Skylight / July 8, 2018 / Baptiste Allain
The acrylic dome is typically mounted in an aluminum frame which is in turn mounted on a box called a "curb." Once the hole is cut in the roof to the manufacturers specifications the curb is typically constructed on-site to raise the skylight above the level of the roof sheathing. Site-built or factory-supplied flashings are used to seal the roofing around the curb. Domed skylights are available in clear smoked bronze or other tints. Some domed plastic skylights are flush mounted which means that the lens piece and flashing piece are both made of plastic and then placed on the roof without a curb. The problem with this type is that they are loud and very susceptible to leakage.
You will need to position and mark the opening on the ceiling after the skylight is installed. Take into consideration the size of the room and the amount of light you wish to bring in and select the size and position of the hole accordingly. Once the skylight is installed and the ceiling hole is cut its then a matter of connecting the two with the shaft which is typically constructed from 2x4 or 2x6 lumber. The angles involved typically require some tricky framing and is probably best left to an experienced carpenter. After the framing is completed the inside of the shaft is covered with wood or drywall and the attic side is insulated to minimize heat loss.
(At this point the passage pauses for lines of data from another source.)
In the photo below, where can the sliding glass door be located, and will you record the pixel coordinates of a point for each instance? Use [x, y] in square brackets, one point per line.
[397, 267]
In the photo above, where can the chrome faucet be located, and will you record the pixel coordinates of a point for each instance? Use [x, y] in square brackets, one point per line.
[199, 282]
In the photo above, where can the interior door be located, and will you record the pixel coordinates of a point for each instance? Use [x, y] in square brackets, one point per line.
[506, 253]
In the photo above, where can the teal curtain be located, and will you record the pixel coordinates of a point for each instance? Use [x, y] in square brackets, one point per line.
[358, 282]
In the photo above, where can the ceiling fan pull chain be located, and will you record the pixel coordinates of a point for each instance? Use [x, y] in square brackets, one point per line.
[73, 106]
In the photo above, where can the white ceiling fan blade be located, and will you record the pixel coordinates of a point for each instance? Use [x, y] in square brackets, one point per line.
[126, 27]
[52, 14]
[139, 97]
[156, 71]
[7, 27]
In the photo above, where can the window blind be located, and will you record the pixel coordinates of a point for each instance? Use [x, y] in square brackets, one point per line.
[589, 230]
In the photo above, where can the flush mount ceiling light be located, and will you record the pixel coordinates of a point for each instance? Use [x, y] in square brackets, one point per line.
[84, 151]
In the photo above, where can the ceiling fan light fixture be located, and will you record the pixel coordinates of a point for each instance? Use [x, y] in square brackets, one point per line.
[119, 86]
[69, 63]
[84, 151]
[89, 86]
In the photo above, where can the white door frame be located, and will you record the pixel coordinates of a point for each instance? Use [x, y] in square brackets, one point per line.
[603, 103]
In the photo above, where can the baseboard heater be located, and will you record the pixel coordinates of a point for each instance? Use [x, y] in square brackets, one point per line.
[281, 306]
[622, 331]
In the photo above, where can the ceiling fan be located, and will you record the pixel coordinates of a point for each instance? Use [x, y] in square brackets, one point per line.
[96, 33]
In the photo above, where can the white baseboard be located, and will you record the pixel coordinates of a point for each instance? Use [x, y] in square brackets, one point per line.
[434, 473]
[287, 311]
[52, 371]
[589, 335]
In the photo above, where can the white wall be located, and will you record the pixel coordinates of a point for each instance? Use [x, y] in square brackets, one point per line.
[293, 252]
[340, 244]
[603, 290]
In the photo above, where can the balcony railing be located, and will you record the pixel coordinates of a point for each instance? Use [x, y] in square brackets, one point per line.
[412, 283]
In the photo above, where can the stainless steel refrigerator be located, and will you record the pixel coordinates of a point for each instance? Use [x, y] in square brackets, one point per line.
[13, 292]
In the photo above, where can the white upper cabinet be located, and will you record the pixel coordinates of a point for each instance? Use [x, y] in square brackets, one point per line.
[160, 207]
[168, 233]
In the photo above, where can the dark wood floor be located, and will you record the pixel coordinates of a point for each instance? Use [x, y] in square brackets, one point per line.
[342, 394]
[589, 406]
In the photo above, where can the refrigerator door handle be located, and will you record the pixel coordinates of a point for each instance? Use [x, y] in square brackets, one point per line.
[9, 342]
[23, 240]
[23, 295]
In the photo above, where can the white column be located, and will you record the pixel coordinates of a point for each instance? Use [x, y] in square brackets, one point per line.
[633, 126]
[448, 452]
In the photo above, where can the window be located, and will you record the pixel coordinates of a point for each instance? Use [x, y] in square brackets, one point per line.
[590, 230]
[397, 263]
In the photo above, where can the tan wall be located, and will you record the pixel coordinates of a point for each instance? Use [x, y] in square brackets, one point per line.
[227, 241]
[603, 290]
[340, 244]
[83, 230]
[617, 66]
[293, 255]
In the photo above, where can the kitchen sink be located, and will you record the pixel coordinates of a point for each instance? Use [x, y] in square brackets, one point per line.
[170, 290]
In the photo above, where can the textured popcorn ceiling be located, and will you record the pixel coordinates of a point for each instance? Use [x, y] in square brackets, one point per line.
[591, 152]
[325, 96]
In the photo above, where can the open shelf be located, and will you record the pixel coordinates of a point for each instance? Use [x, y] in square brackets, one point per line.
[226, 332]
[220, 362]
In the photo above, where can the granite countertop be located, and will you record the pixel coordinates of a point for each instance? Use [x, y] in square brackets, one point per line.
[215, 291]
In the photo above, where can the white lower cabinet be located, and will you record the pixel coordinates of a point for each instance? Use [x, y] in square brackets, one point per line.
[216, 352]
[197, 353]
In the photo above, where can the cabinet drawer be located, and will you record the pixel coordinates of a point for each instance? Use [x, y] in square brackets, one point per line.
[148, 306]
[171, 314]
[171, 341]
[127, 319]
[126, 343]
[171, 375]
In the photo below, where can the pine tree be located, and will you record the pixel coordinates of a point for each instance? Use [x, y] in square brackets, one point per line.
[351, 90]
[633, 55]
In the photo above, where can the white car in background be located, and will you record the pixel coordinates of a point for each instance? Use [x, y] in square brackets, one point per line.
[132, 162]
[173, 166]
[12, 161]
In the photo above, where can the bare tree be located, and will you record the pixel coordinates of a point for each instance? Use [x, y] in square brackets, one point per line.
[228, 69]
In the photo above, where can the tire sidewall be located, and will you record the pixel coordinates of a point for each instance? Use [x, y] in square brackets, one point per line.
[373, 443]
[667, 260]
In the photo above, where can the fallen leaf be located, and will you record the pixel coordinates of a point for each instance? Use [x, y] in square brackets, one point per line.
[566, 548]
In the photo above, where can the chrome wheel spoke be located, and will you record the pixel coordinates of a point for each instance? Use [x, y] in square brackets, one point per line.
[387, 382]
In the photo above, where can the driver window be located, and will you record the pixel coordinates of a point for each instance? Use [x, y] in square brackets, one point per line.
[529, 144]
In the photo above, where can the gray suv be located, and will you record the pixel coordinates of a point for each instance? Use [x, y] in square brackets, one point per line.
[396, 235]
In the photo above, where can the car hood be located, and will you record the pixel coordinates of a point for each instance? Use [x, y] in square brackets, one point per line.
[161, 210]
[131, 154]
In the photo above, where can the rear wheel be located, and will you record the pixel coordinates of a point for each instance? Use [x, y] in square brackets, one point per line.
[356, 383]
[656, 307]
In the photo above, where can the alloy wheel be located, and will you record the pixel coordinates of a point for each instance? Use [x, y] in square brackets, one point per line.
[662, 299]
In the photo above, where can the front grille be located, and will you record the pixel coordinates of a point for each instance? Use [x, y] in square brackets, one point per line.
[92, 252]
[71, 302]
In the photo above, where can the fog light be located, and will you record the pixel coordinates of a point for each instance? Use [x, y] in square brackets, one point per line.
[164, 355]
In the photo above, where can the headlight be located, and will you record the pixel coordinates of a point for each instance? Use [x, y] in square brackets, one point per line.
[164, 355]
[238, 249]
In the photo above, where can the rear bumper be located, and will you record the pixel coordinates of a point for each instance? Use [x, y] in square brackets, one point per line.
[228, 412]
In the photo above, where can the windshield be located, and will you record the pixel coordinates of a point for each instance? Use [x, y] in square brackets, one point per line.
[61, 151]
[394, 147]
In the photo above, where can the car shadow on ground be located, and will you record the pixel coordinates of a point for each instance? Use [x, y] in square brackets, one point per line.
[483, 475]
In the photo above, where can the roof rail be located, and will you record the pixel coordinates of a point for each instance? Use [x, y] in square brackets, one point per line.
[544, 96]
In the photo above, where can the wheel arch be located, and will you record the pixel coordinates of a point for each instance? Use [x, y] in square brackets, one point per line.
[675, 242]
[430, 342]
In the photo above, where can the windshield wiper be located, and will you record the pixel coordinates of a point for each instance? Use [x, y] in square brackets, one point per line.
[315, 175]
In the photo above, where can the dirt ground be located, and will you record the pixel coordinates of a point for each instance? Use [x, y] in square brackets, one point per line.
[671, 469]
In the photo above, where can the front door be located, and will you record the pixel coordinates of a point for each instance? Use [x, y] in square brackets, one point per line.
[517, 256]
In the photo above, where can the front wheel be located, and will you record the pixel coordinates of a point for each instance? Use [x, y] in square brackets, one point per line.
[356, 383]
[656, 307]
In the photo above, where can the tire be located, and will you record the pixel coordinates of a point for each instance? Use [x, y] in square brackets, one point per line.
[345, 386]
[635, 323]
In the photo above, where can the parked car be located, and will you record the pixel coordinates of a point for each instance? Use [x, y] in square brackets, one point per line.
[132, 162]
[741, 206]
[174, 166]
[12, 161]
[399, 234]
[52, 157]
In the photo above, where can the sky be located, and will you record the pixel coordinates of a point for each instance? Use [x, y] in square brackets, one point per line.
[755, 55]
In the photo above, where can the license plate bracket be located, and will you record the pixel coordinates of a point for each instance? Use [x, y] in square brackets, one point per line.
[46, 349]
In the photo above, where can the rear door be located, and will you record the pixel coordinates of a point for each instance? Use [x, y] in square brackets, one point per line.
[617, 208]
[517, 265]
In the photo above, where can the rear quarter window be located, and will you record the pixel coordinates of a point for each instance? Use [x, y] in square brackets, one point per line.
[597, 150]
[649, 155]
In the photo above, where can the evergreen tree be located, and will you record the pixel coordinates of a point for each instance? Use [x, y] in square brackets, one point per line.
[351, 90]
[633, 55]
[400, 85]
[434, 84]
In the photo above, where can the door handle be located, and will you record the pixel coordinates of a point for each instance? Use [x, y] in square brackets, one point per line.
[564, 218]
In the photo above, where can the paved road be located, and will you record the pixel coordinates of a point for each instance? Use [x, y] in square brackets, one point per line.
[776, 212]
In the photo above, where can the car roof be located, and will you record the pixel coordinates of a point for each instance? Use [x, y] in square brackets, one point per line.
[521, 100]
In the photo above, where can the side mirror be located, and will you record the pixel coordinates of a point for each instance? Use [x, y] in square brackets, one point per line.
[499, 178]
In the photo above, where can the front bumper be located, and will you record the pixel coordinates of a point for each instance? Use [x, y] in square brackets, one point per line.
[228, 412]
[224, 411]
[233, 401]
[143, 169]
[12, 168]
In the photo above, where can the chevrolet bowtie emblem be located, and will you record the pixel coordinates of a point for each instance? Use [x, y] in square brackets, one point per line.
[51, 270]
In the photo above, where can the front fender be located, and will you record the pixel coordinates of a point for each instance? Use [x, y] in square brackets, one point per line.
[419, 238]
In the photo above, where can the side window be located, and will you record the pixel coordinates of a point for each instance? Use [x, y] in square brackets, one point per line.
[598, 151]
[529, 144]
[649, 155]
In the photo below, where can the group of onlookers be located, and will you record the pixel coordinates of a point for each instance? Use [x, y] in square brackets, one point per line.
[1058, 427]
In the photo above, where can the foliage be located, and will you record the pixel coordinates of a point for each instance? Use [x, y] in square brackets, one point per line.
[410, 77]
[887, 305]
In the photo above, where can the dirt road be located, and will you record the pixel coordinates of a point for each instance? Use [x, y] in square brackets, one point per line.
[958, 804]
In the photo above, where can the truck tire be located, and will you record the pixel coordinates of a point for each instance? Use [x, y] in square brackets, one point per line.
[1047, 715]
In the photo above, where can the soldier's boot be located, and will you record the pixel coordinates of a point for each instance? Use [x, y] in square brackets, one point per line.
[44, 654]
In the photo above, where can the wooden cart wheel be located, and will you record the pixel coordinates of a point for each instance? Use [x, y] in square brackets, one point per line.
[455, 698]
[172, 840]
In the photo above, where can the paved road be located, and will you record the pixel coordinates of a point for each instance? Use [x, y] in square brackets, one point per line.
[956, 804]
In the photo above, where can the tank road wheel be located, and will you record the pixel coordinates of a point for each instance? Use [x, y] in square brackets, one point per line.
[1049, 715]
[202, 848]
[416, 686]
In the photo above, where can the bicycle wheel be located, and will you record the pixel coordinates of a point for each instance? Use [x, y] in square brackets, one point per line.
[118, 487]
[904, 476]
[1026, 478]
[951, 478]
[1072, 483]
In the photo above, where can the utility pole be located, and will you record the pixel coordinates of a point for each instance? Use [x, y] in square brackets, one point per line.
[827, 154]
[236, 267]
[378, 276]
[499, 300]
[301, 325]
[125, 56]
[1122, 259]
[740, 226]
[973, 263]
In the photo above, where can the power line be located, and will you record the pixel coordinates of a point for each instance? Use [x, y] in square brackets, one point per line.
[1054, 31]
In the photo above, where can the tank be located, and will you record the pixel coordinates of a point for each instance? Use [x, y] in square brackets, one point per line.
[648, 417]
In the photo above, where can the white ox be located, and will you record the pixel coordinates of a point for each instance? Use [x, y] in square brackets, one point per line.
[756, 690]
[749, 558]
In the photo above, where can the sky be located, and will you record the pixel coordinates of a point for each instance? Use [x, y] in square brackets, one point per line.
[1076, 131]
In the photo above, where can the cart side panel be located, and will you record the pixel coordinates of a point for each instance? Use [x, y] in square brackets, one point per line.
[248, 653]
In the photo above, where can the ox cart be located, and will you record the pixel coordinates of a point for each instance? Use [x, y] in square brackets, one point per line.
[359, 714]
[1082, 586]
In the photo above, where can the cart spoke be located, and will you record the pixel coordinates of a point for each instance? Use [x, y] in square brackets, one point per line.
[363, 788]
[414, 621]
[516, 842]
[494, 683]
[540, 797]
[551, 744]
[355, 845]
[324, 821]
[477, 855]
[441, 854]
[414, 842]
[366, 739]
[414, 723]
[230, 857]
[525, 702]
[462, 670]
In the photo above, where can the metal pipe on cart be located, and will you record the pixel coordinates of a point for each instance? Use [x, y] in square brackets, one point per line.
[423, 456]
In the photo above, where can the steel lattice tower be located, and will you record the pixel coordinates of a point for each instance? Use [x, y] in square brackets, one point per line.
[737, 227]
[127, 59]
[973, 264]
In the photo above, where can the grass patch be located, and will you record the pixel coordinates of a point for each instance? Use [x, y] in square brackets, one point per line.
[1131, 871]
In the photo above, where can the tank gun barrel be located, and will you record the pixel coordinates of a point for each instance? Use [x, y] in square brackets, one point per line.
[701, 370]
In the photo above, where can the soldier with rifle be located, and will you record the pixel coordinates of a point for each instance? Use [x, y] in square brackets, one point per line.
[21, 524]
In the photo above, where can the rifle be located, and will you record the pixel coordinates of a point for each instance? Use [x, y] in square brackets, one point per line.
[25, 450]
Before installing a skylight in your home you need to carefully evaluate what type of skylight will work best for you considering your specific requirements and how to install it in a way that it improves your homes energy efficiency. Its a sensible idea to evaluate the energy performance ratings of skylights based on the climate that you live in and the architectural design of your home. In the U.S. you can find labeled energy-efficient skylights which tell you the minimum energy performance rating criteria by climate. The physical dimensions of the skylight also greatly affect the lux level and temperature of the space it is being used for.